Lewis v. 96 Wythe Acquisition LLC

Lewis v 96 Wythe Acquisition LLC (2022 NY Slip Op 02363)
Lewis v 96 Wythe Acquisition LLC
2022 NY Slip Op 02363
Decided on April 12, 2022
Appellate Division, First Department
Published by New York State Law Reporting Bureau pursuant to Judiciary Law § 431.
This opinion is uncorrected and subject to revision before publication in the Official Reports.


Decided and Entered: April 12, 2022
Before: Renwick, J.P., Gesmer, Singh, Rodriguez, JJ.

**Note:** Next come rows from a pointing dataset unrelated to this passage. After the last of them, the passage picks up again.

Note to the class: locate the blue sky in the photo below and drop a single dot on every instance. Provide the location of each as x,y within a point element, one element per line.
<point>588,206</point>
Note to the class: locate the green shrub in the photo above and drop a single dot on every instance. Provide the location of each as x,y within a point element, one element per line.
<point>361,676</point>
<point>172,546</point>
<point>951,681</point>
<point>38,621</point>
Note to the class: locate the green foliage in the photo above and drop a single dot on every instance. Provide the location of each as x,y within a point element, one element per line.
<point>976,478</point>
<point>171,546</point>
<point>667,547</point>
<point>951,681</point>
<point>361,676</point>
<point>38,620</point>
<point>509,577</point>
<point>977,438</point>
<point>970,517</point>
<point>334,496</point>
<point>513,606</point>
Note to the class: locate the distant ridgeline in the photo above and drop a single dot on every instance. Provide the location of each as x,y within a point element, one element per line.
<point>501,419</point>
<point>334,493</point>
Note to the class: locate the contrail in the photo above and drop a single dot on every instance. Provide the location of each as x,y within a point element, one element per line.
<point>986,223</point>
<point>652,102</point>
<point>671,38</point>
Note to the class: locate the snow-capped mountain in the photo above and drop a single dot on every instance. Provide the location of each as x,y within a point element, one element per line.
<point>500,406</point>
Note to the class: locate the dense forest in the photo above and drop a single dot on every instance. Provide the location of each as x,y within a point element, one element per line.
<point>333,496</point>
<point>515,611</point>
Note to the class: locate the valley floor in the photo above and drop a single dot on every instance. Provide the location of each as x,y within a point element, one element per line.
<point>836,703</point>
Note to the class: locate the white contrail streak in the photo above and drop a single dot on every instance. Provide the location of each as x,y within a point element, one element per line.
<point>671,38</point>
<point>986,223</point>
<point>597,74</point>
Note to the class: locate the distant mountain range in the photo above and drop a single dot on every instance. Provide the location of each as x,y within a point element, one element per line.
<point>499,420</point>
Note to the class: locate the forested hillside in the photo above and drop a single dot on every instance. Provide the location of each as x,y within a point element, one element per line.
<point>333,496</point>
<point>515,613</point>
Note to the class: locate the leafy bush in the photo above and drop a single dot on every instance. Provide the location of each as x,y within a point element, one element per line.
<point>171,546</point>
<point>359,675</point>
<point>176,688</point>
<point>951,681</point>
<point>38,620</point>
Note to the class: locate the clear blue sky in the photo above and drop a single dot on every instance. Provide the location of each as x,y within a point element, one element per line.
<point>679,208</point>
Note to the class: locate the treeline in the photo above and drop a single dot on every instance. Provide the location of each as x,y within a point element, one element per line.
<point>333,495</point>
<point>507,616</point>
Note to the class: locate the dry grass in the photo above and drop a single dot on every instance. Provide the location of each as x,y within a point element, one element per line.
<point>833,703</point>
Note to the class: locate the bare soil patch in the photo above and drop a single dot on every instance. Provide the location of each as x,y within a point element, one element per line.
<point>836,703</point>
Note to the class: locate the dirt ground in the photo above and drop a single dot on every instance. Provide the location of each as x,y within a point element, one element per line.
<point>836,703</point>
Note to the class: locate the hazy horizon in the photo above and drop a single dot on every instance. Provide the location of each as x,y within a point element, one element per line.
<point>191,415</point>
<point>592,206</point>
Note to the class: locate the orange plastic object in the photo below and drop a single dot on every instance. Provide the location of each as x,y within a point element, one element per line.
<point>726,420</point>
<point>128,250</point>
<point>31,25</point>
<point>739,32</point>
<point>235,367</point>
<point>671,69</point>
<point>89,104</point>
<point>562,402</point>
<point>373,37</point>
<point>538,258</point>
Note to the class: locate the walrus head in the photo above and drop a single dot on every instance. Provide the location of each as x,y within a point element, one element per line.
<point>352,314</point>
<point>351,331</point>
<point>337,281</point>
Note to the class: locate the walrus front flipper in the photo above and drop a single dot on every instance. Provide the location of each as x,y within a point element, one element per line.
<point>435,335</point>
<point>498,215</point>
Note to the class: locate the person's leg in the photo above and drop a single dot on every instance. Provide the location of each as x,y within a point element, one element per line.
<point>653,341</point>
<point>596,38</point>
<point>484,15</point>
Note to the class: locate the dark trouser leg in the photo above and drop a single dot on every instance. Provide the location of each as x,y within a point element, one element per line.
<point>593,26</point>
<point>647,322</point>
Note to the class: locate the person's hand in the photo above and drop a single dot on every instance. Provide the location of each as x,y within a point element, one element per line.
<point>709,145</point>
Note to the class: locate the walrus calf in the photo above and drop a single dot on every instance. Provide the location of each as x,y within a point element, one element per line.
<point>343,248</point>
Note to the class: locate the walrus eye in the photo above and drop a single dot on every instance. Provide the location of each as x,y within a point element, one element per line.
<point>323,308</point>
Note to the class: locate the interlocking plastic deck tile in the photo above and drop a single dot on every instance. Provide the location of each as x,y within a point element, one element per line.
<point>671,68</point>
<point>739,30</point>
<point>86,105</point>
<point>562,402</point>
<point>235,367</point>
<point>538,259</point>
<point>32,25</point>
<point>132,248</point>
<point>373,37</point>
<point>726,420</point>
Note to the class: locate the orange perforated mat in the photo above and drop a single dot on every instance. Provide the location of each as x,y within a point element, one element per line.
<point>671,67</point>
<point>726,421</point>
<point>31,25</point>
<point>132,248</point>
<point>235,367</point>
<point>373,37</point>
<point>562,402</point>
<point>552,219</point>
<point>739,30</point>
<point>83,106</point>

Index No. 23716/15E Appeal No. 15638 Case No. 2021-02500

[*1]William Lewis, Plaintiff-Respondent,

v

96 Wythe Acquisition LLC, et al., Defendants/Third-Party Plaintiffs-Appellants-Respondents, All Island Masonry & Concrete, Inc., et al., Defendant/Third-Party Defendant-Respondent-Appellant.




Hardin Kundla McKeon & Poletto PA, New York (Stephen J. Donahue of counsel), for appellants-respondents.

Correia, Conway & Stiefeld, White Plains (Michael G. Conway of counsel), for respondent-appellant.

Silberstein, Awad & Miklos, P.C., Garden City (Jeffrey Bloomfield of counsel), for respondent.



Order, Supreme Court, Bronx County (Lucindo Suarez, J.), entered on or about December 28, 2020, which, to the extent appealed from, granted plaintiff's motion for summary judgment on his common-law negligence and Labor Law §§ 200 and 240(1) claims and denied the motion of defendants 96 Wythe Acquisition LLC (96 Wythe) and Dimyon Development Corp. (Dimyon) for summary judgment dismissing plaintiff's common-law negligence and Labor Law § 200 claims as against them, for contractual indemnification from defendant/third-party defendant All Island Masonry & Concrete, Inc.'s (All Island), and dismissing All Island's cross claims, unanimously modified, on the law, plaintiff's motion denied, 96 Wythe and Dimyon's motion granted to the extent of conditionally granting 96 Wythe and Dimyon's summary judgment on the contractual indemnification claim against All Island, and otherwise affirmed without costs.

The motion court should have denied plaintiff's motion for partial summary judgment as to liability under Labor Law § 240(1). Plaintiff testified at his deposition that an unsecured metal beam on a barella cart fell and struck him after a coworker moved the cart. All Island's project manager, however, testified that, in conversation after the accident, plaintiff had admitted to him that the metal beam slipped out of his hand. These two versions of how the accident happened, each given by plaintiff, the sole witness to the incident, are inconsistent with each other and give rise to an issue of fact as to whether plaintiff's accident was caused by a failure of a safety device within the purview of section 240(1) (see Albino v 221-223 W. 82 Owners Corp., 142 AD3d 799, 800-801 [1st Dept 2016]; Ellerbe v Port Auth. of N.Y. & N.J., 91 AD3d 441, 442 [1st Dept 2012]; see also Rodriguez v Margaret Tietz Ctr. for Nursing Care, 84 NY2d 841 [1994] [Labor Law § 240(1) not implicated where beam fell out of worker's hands]; Outar v City of New York, 286 AD2d 671 [2d Dept 2001], affd 5 NY3d 731 [2005]).

The motion court should also have denied plaintiff's motion with respect to the common-law negligence and Labor Law § 200 claims based on the contradictory accounts of the accident.

Summary judgment on the contractual indemnification claim against All Island must be granted conditionally rather than unconditionally, in light of the pending issues of fact as to defendants' negligence (see Aramburu v Midtown West B, LLC, 126 AD3d 498, 500-501 [1st Dept 2015]). Finally, dismissal of All Island's cross claims was properly denied. THIS CONSTITUTES THE DECISION AND ORDER

OF THE SUPREME COURT, APPELLATE DIVISION, FIRST DEPARTMENT.